Another Tough Day In America: Criminals Rewarded, Heroes Jailed, Dollar Destroyed

Wednesday, September 19, 2012
By Paul Martin

by Jim Karger

I wish I had been busier a few days ago, more occupied, or at least more distracted, with less time to follow the news. But I read it all and I regretfully report that it was another tragic day in America, another palpable step toward an ignominious end.

The day began with the mainstream press reporting, matter-of-factly, that the US government was giving a reward to former UBS banker, Bradley C. Birkenfeld, admitted liar, tax fraud promoter, low-rent trash in a suit who violated every promise he ever made to his employer and to his clients. For his efforts, he will receive a total of $104 million. The US government disingenuously classified his collective breaches of contract, trust, and ethics a compensable “service” to a government that collected billions by extorting foreign banks that had the audacity to accept deposits from US clients, not knowing they were expected to also act as agents of the Internal Revenue Service. US foreign account holders also ended up paying billions after being threatened with prison if they did not self-report and pay draconian fines.

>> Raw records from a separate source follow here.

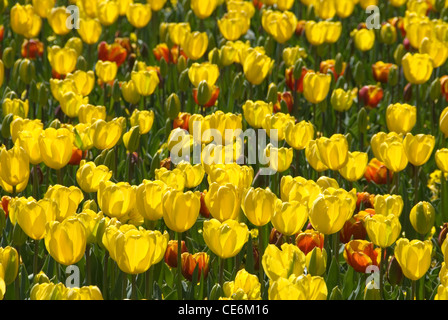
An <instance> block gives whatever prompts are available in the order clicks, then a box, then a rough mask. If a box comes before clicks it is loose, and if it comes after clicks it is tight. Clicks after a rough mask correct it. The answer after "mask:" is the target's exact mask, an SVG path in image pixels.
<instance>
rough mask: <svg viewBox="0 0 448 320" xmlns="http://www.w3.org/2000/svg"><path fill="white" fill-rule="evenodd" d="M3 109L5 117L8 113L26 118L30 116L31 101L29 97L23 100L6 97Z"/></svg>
mask: <svg viewBox="0 0 448 320" xmlns="http://www.w3.org/2000/svg"><path fill="white" fill-rule="evenodd" d="M2 111H3V117H6V116H7V115H8V114H11V113H12V114H13V115H15V116H18V117H21V118H26V117H28V111H29V102H28V99H27V100H25V101H23V100H20V99H16V98H14V99H10V98H5V99H4V100H3V103H2Z"/></svg>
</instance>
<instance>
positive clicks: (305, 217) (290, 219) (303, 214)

The government cynically characterized Birkenfeld’s actions as “blowing the whistle”, ignoring the fact that tattling is only honorable when done for honorable purposes, to reveal dishonesty, not to garner a personal reward. If you squeal for money, it is not whistle-blowing. It is bounty-hunting. Even as a paid government snitch, Birkenfeld couldn’t do it straight and was sentenced to 40 months in prison for lying during the course of the very investigation he initiated. No hard feelings, though. He was just released early to a lifetime of fabulous wealth.

As I perused that hideous story, the contrast with Bradley Manning was too obvious, too stark, too disturbing. Manning blew the whistle, too, not for cash, but to deal with the profound guilt he felt from reading and seeing the war crimes of his government which were kept hidden. Since his act of heroism, or treason, depending on how you define those terms, Manning has spent 2 1/2 years in prison, much of it in solitary confinement, tortured, with no trial. By any definition, Manning was a whistleblower. Unfortunately for him, he blew the whistle on a 900 pound gorilla in the room, the one with a bad attitude and a gun.